By giving all participants a stake early on, you’re able to dramatically lower the rake and give that value back to the users of the network (instead of having it pile up in the operator’s bank account).
You’ve now incentivized your users to not only transact on the network for a better rate but to also grow and curate it in a way that more fairly rewards them. As the network grows, fees remain low, the value goes back to the users and the network will have greater utility (and less friction) than a high-rent-seeking network.
For example, what if Uber had given fair compensation and a stake in its network to drivers, then gave them more for maintaining a 5-star rating, and even more for referring other drivers and riders?
Fast-forward ten years and you’d have a user-controlled network operating with bare-minimum fees and giving value back to its drivers and riders—instead of an investor-owned one that exists only to maximize the fees it exacts.
Drivers would retain more of the value currently extracted by the middleman. Surge pricing would still dictate market dynamics, as it does today, but the value would be returned to the drivers and riders instead of being absorbed by the operator!
The same example applies to nearly all on-demand marketplaces. Take DoorDash, Postmates and Instacart: the folks on the supply side of these networks (shoppers, delivery people) pay hefty marketplace fees to the operators for the privilege of working.
If those networks were user-controlled as I’m proposing in this new model, the network would take almost no fees and the value would be returned to the participants of the network.

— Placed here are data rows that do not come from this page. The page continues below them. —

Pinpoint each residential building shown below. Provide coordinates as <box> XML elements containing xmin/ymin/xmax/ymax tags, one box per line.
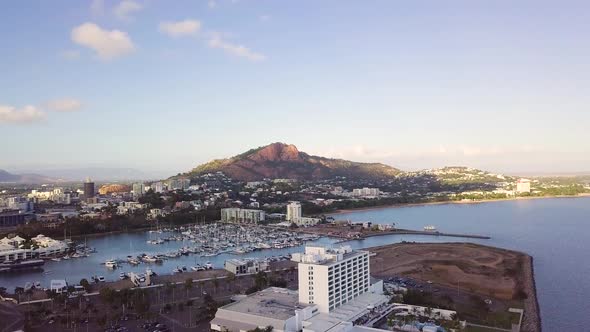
<box><xmin>287</xmin><ymin>202</ymin><xmax>320</xmax><ymax>227</ymax></box>
<box><xmin>84</xmin><ymin>178</ymin><xmax>96</xmax><ymax>201</ymax></box>
<box><xmin>287</xmin><ymin>202</ymin><xmax>301</xmax><ymax>223</ymax></box>
<box><xmin>516</xmin><ymin>179</ymin><xmax>531</xmax><ymax>194</ymax></box>
<box><xmin>168</xmin><ymin>178</ymin><xmax>191</xmax><ymax>190</ymax></box>
<box><xmin>352</xmin><ymin>187</ymin><xmax>380</xmax><ymax>197</ymax></box>
<box><xmin>211</xmin><ymin>247</ymin><xmax>389</xmax><ymax>332</ymax></box>
<box><xmin>7</xmin><ymin>196</ymin><xmax>35</xmax><ymax>212</ymax></box>
<box><xmin>132</xmin><ymin>182</ymin><xmax>145</xmax><ymax>199</ymax></box>
<box><xmin>0</xmin><ymin>210</ymin><xmax>30</xmax><ymax>228</ymax></box>
<box><xmin>221</xmin><ymin>208</ymin><xmax>265</xmax><ymax>224</ymax></box>
<box><xmin>211</xmin><ymin>287</ymin><xmax>315</xmax><ymax>332</ymax></box>
<box><xmin>292</xmin><ymin>246</ymin><xmax>370</xmax><ymax>313</ymax></box>
<box><xmin>223</xmin><ymin>259</ymin><xmax>268</xmax><ymax>275</ymax></box>
<box><xmin>0</xmin><ymin>234</ymin><xmax>68</xmax><ymax>263</ymax></box>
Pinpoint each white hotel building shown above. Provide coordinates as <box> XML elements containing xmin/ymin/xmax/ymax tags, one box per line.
<box><xmin>211</xmin><ymin>246</ymin><xmax>389</xmax><ymax>332</ymax></box>
<box><xmin>221</xmin><ymin>208</ymin><xmax>265</xmax><ymax>224</ymax></box>
<box><xmin>292</xmin><ymin>246</ymin><xmax>370</xmax><ymax>313</ymax></box>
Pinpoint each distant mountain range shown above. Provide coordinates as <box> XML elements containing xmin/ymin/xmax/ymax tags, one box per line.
<box><xmin>0</xmin><ymin>167</ymin><xmax>163</xmax><ymax>184</ymax></box>
<box><xmin>184</xmin><ymin>143</ymin><xmax>400</xmax><ymax>181</ymax></box>
<box><xmin>0</xmin><ymin>169</ymin><xmax>57</xmax><ymax>183</ymax></box>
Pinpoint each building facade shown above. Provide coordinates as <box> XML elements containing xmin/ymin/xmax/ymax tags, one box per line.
<box><xmin>287</xmin><ymin>202</ymin><xmax>301</xmax><ymax>223</ymax></box>
<box><xmin>516</xmin><ymin>179</ymin><xmax>531</xmax><ymax>194</ymax></box>
<box><xmin>292</xmin><ymin>246</ymin><xmax>370</xmax><ymax>313</ymax></box>
<box><xmin>84</xmin><ymin>179</ymin><xmax>96</xmax><ymax>200</ymax></box>
<box><xmin>221</xmin><ymin>208</ymin><xmax>266</xmax><ymax>224</ymax></box>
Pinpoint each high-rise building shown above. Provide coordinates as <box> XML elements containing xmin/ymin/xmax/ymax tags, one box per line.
<box><xmin>221</xmin><ymin>208</ymin><xmax>265</xmax><ymax>224</ymax></box>
<box><xmin>287</xmin><ymin>202</ymin><xmax>301</xmax><ymax>223</ymax></box>
<box><xmin>84</xmin><ymin>178</ymin><xmax>96</xmax><ymax>200</ymax></box>
<box><xmin>292</xmin><ymin>246</ymin><xmax>371</xmax><ymax>313</ymax></box>
<box><xmin>516</xmin><ymin>179</ymin><xmax>531</xmax><ymax>193</ymax></box>
<box><xmin>133</xmin><ymin>182</ymin><xmax>145</xmax><ymax>199</ymax></box>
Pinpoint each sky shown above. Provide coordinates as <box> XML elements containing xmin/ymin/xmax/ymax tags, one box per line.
<box><xmin>0</xmin><ymin>0</ymin><xmax>590</xmax><ymax>174</ymax></box>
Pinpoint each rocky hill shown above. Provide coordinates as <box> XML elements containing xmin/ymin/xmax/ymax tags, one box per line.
<box><xmin>0</xmin><ymin>169</ymin><xmax>56</xmax><ymax>183</ymax></box>
<box><xmin>184</xmin><ymin>143</ymin><xmax>400</xmax><ymax>181</ymax></box>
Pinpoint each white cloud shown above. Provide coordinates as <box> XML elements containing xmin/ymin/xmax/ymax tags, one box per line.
<box><xmin>209</xmin><ymin>33</ymin><xmax>266</xmax><ymax>61</ymax></box>
<box><xmin>113</xmin><ymin>0</ymin><xmax>143</xmax><ymax>21</ymax></box>
<box><xmin>160</xmin><ymin>20</ymin><xmax>201</xmax><ymax>38</ymax></box>
<box><xmin>0</xmin><ymin>105</ymin><xmax>45</xmax><ymax>124</ymax></box>
<box><xmin>90</xmin><ymin>0</ymin><xmax>104</xmax><ymax>16</ymax></box>
<box><xmin>59</xmin><ymin>50</ymin><xmax>80</xmax><ymax>60</ymax></box>
<box><xmin>47</xmin><ymin>98</ymin><xmax>82</xmax><ymax>112</ymax></box>
<box><xmin>71</xmin><ymin>22</ymin><xmax>135</xmax><ymax>60</ymax></box>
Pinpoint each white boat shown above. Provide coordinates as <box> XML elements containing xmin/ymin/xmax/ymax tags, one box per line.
<box><xmin>104</xmin><ymin>259</ymin><xmax>117</xmax><ymax>269</ymax></box>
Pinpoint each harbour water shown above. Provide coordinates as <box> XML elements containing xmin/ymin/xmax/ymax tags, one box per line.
<box><xmin>334</xmin><ymin>197</ymin><xmax>590</xmax><ymax>331</ymax></box>
<box><xmin>0</xmin><ymin>197</ymin><xmax>590</xmax><ymax>331</ymax></box>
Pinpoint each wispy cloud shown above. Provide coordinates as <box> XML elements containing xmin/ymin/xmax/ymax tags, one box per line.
<box><xmin>159</xmin><ymin>19</ymin><xmax>201</xmax><ymax>38</ymax></box>
<box><xmin>0</xmin><ymin>105</ymin><xmax>45</xmax><ymax>124</ymax></box>
<box><xmin>113</xmin><ymin>0</ymin><xmax>143</xmax><ymax>21</ymax></box>
<box><xmin>208</xmin><ymin>32</ymin><xmax>266</xmax><ymax>61</ymax></box>
<box><xmin>71</xmin><ymin>22</ymin><xmax>135</xmax><ymax>60</ymax></box>
<box><xmin>59</xmin><ymin>50</ymin><xmax>80</xmax><ymax>60</ymax></box>
<box><xmin>47</xmin><ymin>98</ymin><xmax>82</xmax><ymax>112</ymax></box>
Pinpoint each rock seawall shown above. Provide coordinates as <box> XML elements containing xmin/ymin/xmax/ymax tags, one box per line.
<box><xmin>521</xmin><ymin>256</ymin><xmax>541</xmax><ymax>332</ymax></box>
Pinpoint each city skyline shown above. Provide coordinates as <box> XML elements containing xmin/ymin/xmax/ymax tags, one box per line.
<box><xmin>0</xmin><ymin>0</ymin><xmax>590</xmax><ymax>175</ymax></box>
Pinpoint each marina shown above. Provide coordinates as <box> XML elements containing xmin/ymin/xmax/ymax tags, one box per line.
<box><xmin>0</xmin><ymin>223</ymin><xmax>334</xmax><ymax>289</ymax></box>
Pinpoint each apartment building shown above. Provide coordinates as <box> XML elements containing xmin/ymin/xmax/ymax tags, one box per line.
<box><xmin>292</xmin><ymin>246</ymin><xmax>370</xmax><ymax>313</ymax></box>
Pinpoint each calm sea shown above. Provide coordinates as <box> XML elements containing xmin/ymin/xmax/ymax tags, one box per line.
<box><xmin>0</xmin><ymin>197</ymin><xmax>590</xmax><ymax>331</ymax></box>
<box><xmin>334</xmin><ymin>197</ymin><xmax>590</xmax><ymax>331</ymax></box>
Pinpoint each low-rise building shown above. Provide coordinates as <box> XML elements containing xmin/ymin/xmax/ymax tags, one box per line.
<box><xmin>211</xmin><ymin>287</ymin><xmax>315</xmax><ymax>332</ymax></box>
<box><xmin>224</xmin><ymin>259</ymin><xmax>268</xmax><ymax>275</ymax></box>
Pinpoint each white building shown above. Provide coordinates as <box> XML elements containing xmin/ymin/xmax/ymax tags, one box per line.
<box><xmin>516</xmin><ymin>179</ymin><xmax>531</xmax><ymax>194</ymax></box>
<box><xmin>292</xmin><ymin>246</ymin><xmax>370</xmax><ymax>313</ymax></box>
<box><xmin>287</xmin><ymin>202</ymin><xmax>320</xmax><ymax>226</ymax></box>
<box><xmin>223</xmin><ymin>258</ymin><xmax>268</xmax><ymax>275</ymax></box>
<box><xmin>147</xmin><ymin>209</ymin><xmax>166</xmax><ymax>220</ymax></box>
<box><xmin>221</xmin><ymin>208</ymin><xmax>265</xmax><ymax>224</ymax></box>
<box><xmin>133</xmin><ymin>182</ymin><xmax>145</xmax><ymax>199</ymax></box>
<box><xmin>0</xmin><ymin>234</ymin><xmax>68</xmax><ymax>263</ymax></box>
<box><xmin>211</xmin><ymin>287</ymin><xmax>315</xmax><ymax>332</ymax></box>
<box><xmin>352</xmin><ymin>187</ymin><xmax>380</xmax><ymax>197</ymax></box>
<box><xmin>211</xmin><ymin>247</ymin><xmax>388</xmax><ymax>332</ymax></box>
<box><xmin>287</xmin><ymin>202</ymin><xmax>301</xmax><ymax>223</ymax></box>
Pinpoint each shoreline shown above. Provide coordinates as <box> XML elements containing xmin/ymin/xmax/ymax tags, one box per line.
<box><xmin>325</xmin><ymin>193</ymin><xmax>590</xmax><ymax>216</ymax></box>
<box><xmin>363</xmin><ymin>242</ymin><xmax>542</xmax><ymax>332</ymax></box>
<box><xmin>521</xmin><ymin>255</ymin><xmax>543</xmax><ymax>332</ymax></box>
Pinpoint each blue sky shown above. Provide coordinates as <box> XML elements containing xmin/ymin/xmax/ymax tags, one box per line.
<box><xmin>0</xmin><ymin>0</ymin><xmax>590</xmax><ymax>173</ymax></box>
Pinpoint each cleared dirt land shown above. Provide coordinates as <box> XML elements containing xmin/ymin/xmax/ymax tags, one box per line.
<box><xmin>370</xmin><ymin>243</ymin><xmax>528</xmax><ymax>300</ymax></box>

So in a dire case where delivery people and shoppers are, in addition to working for low wages, also risking potential exposure to COVID-19, they’d at least be capturing more of the value instead of paying the middlemen.
Against the backdrop of COVID-19, gig workers are in the eye of the storm right now. This new network model has never been more imperative to the health and sustainability of independent workers.
I fundamentally believe that networks that properly compensate, incentivize and give a stake to their users will have greater utility and will grow faster than high-rent-seeking, investor-controlled networks.
This new, user-controlled network model allows millions of people in any country to participate and earn fair rewards for their efforts. This concept isn’t just fairer, it’s also better for business. This idea may have occurred to more egalitarian business minds in the past, but it wasn't really practical. That all changed with the introduction of Bitcoin, Ethereum and the revolutionary technology of blockchain.
Imagine a new world of work where a unique blockchain token can enable a brand new network model. Before blockchain, there was no way to properly incentivize a network of millions of people in 50 countries in this fashion. Welcome to the new era of marketplace economics: powered by a token and controlled by the users.